In the fifth, Yuniesky Betancourt once again showed why people are so divided on him. He let a fairly routine ball roll up his arm and then, one batter later, made a spectacular leap and stabbed a line drive out of the air. It makes you wonder about focus. He’s shown he’s got the physical skill to make the plays he misses, so it makes you question the other parts of his game.

Five outstanding plays…

Five outstanding defensive plays is a record for the system, and I’ve been recording more of them lately. I don’t know if it’s catching (get it? That’s professional-grade humor), but the Royals are on a run of outstanding defensive plays.

Let’s break one down: Smoak is on second, Murphy singles to Willie Bloomquist in right. Willie charges the ball and gets off a good throw.

Jason Kendall is standing nonchalantly at home, like nothing much interesting is going to happen. This is a decoy. He told me earlier that when there’s going to be a play at the plate, he generally keeps his mask on. Some catchers like to toss it in the baseline just to give the runner one more thing to deal with, but Jason says you never know when you might need the protection, so his stays on.

Catchers generally put their left foot on the third baseline, with the toe pointed toward third. If the runner slides into the front of the leg, it’ll get knocked straight back and the shin guard will provide protection. If the catcher were to point his toe more toward the mound and the runner took out the leg from the side: no protection and a chance to have the ankle rolled and broken.

Putting the foot on the line also splits the plate in half and sets up the play: the catcher is taking the front half and receiving the ball, the runner gets the back half and has a place to slide. The catcher tries to receive the ball, and then collapses back toward the back half and the runner. Jason does that perfectly and blocks Smoak off the plate, saving a run.

Hurdle humor…

“So they let you in here with that little paper press pass?” I haven’t seen Clint Hurdle in two years and this is how he greets me. (Real reporters have laminated plastic press passes; itinerant day workers get paper.)

Well, what should I expect from a guy who once told a 78-year-old fantasy camper he shouldn’t have bought a new glove because he’d never get it broken in? Baseball humor is brutally honest and personal, so naturally, I dig it.

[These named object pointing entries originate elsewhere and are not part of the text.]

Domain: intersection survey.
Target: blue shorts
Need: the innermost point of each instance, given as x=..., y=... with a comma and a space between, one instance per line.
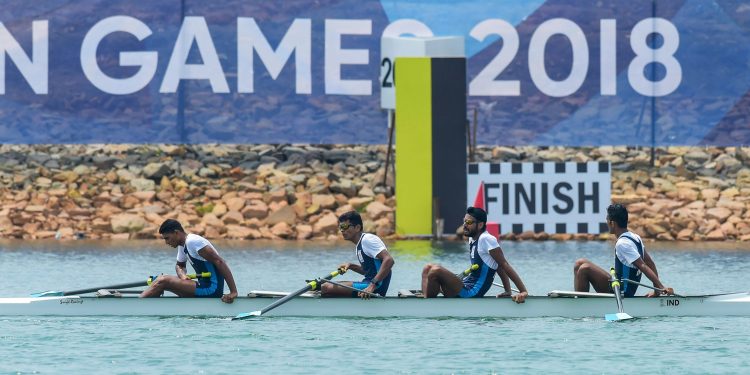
x=361, y=285
x=474, y=290
x=212, y=287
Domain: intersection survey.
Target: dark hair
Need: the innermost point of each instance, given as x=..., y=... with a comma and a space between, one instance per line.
x=169, y=226
x=477, y=213
x=619, y=214
x=352, y=217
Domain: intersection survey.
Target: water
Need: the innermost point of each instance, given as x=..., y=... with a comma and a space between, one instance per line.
x=111, y=345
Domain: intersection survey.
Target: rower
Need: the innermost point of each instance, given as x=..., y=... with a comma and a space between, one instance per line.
x=203, y=258
x=631, y=261
x=484, y=251
x=375, y=262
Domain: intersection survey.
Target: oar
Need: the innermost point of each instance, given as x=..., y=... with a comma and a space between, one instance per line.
x=503, y=286
x=466, y=272
x=312, y=285
x=620, y=315
x=147, y=282
x=475, y=267
x=351, y=288
x=651, y=287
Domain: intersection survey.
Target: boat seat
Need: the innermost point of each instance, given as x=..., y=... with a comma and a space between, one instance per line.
x=406, y=293
x=104, y=293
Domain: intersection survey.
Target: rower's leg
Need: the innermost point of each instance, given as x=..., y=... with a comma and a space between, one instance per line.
x=331, y=290
x=587, y=273
x=169, y=283
x=435, y=279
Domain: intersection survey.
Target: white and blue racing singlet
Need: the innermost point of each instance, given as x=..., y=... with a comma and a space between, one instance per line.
x=628, y=249
x=207, y=287
x=479, y=281
x=368, y=248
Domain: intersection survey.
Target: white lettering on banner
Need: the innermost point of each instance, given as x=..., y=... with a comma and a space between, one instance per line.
x=147, y=61
x=335, y=56
x=543, y=197
x=645, y=55
x=34, y=70
x=580, y=65
x=194, y=29
x=485, y=83
x=297, y=39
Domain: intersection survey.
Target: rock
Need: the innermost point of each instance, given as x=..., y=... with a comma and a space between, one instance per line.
x=304, y=232
x=328, y=223
x=376, y=210
x=716, y=235
x=282, y=230
x=219, y=209
x=126, y=223
x=360, y=202
x=284, y=214
x=212, y=220
x=155, y=171
x=213, y=193
x=241, y=232
x=685, y=235
x=142, y=184
x=235, y=204
x=255, y=209
x=323, y=201
x=718, y=213
x=232, y=217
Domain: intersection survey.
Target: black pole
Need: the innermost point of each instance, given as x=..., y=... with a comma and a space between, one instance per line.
x=653, y=96
x=181, y=91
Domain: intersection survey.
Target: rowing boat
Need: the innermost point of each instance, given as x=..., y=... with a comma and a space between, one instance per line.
x=555, y=304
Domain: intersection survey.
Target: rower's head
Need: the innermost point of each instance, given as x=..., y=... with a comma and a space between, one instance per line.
x=172, y=233
x=475, y=221
x=617, y=217
x=350, y=225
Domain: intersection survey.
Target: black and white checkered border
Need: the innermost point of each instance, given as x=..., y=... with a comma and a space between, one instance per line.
x=539, y=168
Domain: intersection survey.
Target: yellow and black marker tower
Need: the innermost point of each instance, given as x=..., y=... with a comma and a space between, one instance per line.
x=430, y=144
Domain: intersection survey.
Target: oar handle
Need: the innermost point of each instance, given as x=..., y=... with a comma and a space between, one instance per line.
x=202, y=275
x=616, y=288
x=311, y=285
x=613, y=278
x=650, y=287
x=469, y=270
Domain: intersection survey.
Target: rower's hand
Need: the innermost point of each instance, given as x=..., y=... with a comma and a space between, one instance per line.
x=344, y=267
x=229, y=298
x=656, y=293
x=364, y=293
x=520, y=297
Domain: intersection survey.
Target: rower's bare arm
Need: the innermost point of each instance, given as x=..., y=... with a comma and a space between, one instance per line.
x=650, y=262
x=352, y=267
x=646, y=270
x=209, y=254
x=499, y=257
x=505, y=280
x=181, y=270
x=386, y=264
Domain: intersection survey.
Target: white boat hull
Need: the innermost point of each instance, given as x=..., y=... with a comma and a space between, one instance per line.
x=735, y=304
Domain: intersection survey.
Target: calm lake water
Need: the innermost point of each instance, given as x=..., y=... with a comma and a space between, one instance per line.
x=315, y=345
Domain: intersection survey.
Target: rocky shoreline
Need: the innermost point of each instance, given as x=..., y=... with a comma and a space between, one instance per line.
x=297, y=191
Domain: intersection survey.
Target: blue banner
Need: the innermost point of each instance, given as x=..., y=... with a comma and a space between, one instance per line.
x=572, y=73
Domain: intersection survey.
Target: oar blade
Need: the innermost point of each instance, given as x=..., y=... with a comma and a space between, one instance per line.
x=616, y=317
x=249, y=315
x=49, y=293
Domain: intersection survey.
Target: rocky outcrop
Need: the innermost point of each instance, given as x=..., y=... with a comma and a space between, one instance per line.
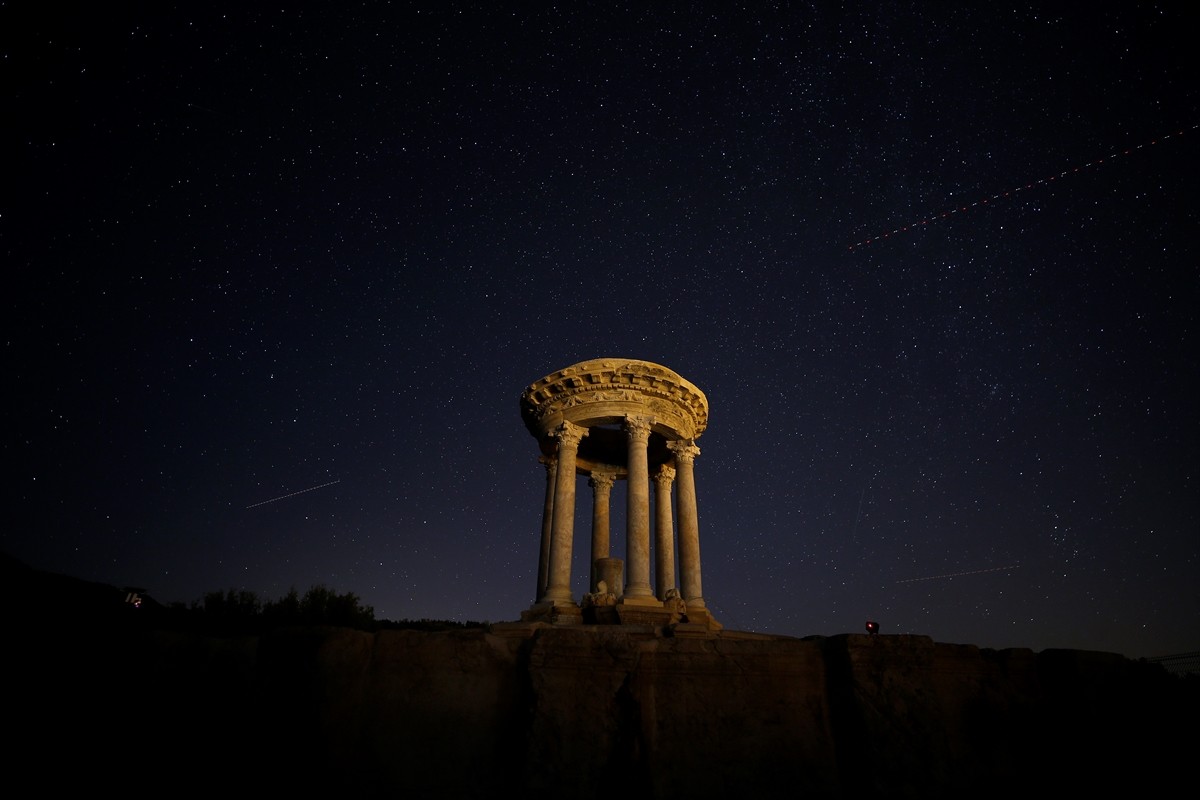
x=586, y=711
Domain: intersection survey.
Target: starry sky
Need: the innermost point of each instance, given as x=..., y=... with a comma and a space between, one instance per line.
x=276, y=277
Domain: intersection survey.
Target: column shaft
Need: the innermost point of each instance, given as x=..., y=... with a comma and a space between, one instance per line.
x=558, y=589
x=547, y=522
x=664, y=533
x=601, y=495
x=637, y=523
x=689, y=525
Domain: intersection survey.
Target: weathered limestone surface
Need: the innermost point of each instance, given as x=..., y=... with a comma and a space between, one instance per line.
x=588, y=711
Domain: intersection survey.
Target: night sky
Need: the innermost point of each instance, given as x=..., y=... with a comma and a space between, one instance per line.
x=276, y=277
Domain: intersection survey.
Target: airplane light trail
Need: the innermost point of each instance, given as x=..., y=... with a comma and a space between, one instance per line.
x=1001, y=196
x=954, y=575
x=285, y=497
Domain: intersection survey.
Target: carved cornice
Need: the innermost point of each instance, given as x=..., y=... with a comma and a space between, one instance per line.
x=611, y=389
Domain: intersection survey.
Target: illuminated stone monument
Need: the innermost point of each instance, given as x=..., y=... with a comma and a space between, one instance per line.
x=610, y=420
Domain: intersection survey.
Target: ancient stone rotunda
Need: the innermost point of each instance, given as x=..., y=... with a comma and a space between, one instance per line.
x=611, y=420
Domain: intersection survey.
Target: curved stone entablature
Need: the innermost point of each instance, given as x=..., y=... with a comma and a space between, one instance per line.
x=606, y=391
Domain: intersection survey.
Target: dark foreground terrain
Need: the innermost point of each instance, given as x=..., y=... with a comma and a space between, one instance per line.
x=105, y=698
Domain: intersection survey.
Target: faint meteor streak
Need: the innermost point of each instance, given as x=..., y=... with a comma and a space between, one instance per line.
x=954, y=575
x=285, y=497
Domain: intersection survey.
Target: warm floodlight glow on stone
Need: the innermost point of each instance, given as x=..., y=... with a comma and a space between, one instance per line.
x=607, y=420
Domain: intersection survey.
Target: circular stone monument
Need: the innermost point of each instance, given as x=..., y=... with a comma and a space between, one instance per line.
x=607, y=420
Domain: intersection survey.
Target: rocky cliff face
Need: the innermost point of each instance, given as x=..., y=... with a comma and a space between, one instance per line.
x=586, y=713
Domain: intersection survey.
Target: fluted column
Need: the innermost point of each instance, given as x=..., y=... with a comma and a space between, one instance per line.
x=558, y=588
x=547, y=522
x=685, y=452
x=601, y=494
x=637, y=521
x=664, y=531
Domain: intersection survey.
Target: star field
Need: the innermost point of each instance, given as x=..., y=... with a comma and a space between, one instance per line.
x=279, y=276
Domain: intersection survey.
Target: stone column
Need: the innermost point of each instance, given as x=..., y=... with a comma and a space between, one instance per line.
x=547, y=521
x=637, y=523
x=664, y=531
x=685, y=452
x=558, y=587
x=601, y=493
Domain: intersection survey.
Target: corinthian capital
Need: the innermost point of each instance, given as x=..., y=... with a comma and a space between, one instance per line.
x=665, y=475
x=639, y=427
x=684, y=450
x=570, y=434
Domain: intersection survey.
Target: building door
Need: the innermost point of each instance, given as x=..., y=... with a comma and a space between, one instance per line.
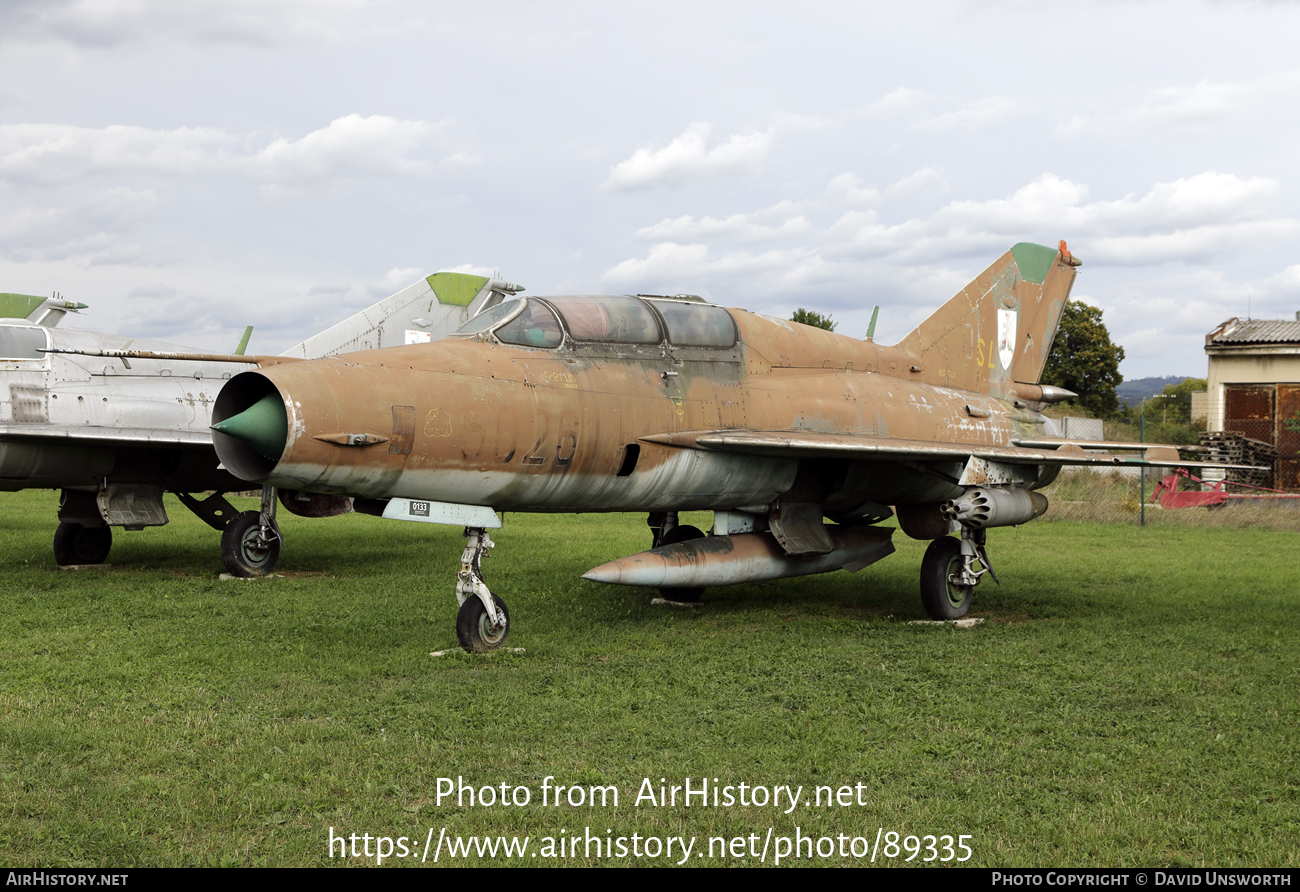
x=1288, y=437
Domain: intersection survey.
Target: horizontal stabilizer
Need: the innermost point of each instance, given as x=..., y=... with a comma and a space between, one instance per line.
x=811, y=444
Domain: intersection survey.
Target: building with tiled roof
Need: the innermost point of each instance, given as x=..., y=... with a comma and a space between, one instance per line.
x=1253, y=386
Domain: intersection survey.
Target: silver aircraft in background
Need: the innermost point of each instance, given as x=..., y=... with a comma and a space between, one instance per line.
x=116, y=421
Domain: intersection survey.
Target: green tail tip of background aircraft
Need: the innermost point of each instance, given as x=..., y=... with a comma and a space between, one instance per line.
x=661, y=405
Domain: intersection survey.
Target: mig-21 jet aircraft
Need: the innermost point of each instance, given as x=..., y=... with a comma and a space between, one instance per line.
x=661, y=405
x=113, y=423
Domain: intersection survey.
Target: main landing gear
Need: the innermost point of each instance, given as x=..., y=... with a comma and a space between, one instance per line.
x=482, y=623
x=950, y=571
x=250, y=542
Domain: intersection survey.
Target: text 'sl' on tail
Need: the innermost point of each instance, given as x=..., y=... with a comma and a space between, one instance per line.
x=999, y=329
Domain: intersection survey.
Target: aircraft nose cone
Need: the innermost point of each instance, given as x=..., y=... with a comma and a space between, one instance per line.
x=264, y=425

Once you get attacked like that, you have to decide how to respond: a return insult, blow for blow, Western style? As in, “That’s rich coming from a hitting coach who has managed to get Guerrero’s strike zone down to whatever area code he’s currently in.”

Or do you flow with your opponent’s force, use judo-humor, Eastern style? I went all David Carradine on him and used one of the best jiu-jitsu moves ever: whenever you get accused of something, admit to something worse. As in, “Have I been drinking? Whew, for a second there I was afraid you were going to ask me about the cocaine and hookers!”

(See? The drinking issue has magically disappeared.)

After I not only admitted that the best I could do was a paper media pass, but the regular reporters made me sit at a little table, like it was Thanksgiving and I was 9 years old, Clint gave up the attack. We caught up on each other’s activities and families, a warm and sentimental reunion…and then his hitters went out and put dents in the Hall of Fame, a sign in the visitor’s bullpen and I believe a ’93 Toyota Camry in one of the parking lots.